We'd advise against it. Starting all five at once makes it nearly impossible to tell which item is helping — or which one is behind a side effect. Stage it instead: CoQ10 + B-complex in week 1, ribose in week 2, PQQ in week 3. Bring in iron only after lab results say it's appropriate. If something causes a reaction, you'll know exactly which something. By the end of 90 days on the full stack, you've got a baseline you can actually trust.
Is this appropriate for post-viral fatigue (long COVID, post-Epstein-Barr)?
Post-viral fatigue overlaps heavily with ME/CFS — similar symptom profile, similar mitochondrial dysfunction markers — and this stack targets the same cellular failure points, which is why practitioners have used it in post-viral contexts. The honest caveat is that post-viral fatigue isn't one monolithic condition. Some presentations carry autonomic dysfunction, neuroinflammation, or viral persistence that this stack doesn't reach. Treat it as mitochondrial support inside a broader management plan, not a complete intervention on its own.

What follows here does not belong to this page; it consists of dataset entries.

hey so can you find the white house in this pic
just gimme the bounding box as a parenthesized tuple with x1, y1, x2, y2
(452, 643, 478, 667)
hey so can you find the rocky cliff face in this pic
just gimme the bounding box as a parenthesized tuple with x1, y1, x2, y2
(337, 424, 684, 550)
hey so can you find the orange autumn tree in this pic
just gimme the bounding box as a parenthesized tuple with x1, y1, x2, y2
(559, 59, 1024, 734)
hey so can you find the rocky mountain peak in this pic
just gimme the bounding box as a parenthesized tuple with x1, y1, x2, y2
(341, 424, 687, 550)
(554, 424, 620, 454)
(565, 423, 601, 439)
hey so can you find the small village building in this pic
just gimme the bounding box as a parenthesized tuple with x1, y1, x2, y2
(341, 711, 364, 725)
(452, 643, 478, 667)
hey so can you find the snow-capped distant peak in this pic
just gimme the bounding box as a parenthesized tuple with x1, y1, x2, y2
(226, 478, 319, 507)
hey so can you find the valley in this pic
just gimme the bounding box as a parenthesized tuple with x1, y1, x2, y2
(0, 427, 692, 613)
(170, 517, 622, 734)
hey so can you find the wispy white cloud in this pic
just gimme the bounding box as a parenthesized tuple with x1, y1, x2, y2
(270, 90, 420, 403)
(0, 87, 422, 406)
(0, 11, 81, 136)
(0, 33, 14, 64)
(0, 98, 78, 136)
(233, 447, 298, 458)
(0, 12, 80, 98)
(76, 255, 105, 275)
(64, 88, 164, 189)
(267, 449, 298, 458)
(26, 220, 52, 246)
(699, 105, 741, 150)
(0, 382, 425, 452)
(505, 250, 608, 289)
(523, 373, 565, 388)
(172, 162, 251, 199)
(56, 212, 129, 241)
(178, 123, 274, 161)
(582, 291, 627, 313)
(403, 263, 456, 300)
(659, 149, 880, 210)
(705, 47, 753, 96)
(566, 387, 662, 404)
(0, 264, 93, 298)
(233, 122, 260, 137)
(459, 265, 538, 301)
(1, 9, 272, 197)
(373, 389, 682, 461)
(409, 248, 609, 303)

What is the minimum viable version of this stack if budget is a constraint?
CoQ10 (ubiquinol, 200 mg) and B-complex (methylated forms) come first. They cover the two highest-evidence mechanisms — the electron carrier and the upstream cofactor supply — and together run ~$51/month. Add iron if your ferritin is below 50 ng/mL; that one isn't optional when the threshold applies, and it's the highest-impact, lowest-cost item in the whole stack at $7/month. Add PQQ and ribose as budget opens up, in that order.
Are there any supplements I should stop taking while on this protocol?
There are no direct contraindications among the five items. The one thing worth a second look: if you're already running an antioxidant stack — high-dose vitamin C, alpha-lipoic acid, astaxanthin — alongside this protocol, you're probably in antioxidant surplus, and the real question becomes whether ROS signaling is being blunted in ways that impair adaptation. It's a genuinely nuanced area, and at the doses in this protocol, CoQ10's antioxidant contribution is unlikely to cause that problem. Discontinuing high-dose antioxidants you've been taking for no specific reason, before you start this protocol, is reasonable.